I bought a pie, and a sausage roll. I rejoiced. I stood outside the 7-11, with pie in one hand and a sausage roll in the other, gazing at the monumental Choice That Lay Ahead, while the light from the service station shone down upon me. It was a truly glorious moment.
The pie first?
The sausage roll first?
I had wanted the pie initially, so surely it was to be a case of save-the-best-till-last? Or was it?
Eat one now?
Or do I eat both these meaty bad boys from the comfort of my bed, with the cast of the West Wing for company?
A break in traffic, and suddenly none of the questions mattered at all. For as I reached the middle of the road, from my hand tumbled the pie. It fell in slow motion onto the road. My pie looked up at me, distraught, pleading with me not to be left behind.
NEVER! I wouldn't do that, little pie. I wouldn't leave you and your crusty outside and your meaty insides to waste away here on the tram tracks. I wouldn't have travelled all this way only to leave you here to die a lonesome death.
I knelt down to pick up my dear dying pie, to reassure it that no man gets left on my watch dammit. I looked up to see a pair of headlights in front of me, growing steadily larger.
Pie? Jump? Run? Save myself and my food? Or save myself and merely attempt to be happy with the sausage roll I was to be left with?
I leapt out of the way in the nick of time.
The car sped by. I briefly high-fived myself inwardly for still being alive, then inwardly gasped as I realised my pie might have been squashed. AND I'D PROMISED THAT NO MAN GETS LEFT BEHIND ON MY WATCH. How would I break it to the pie's family? Was it really worth not being hit by a car if my pie perished?
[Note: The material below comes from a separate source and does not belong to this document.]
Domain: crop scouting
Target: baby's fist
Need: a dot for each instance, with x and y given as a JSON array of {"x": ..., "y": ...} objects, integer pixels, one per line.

I ran back to the middle of the road and looked down. There it lay. My pie. Alive. I picked it up, and did a little dance in the middle of the road. Call it the Pie Victorious dance. If the pie had hands, I would have taken them in mine and spun it around in glee. Instead, I stood there in the middle of the road and ate the pie in about four bites.
All in all, a winner of a Friday night. I got a pie and I continued to live, sans car lodged in my face.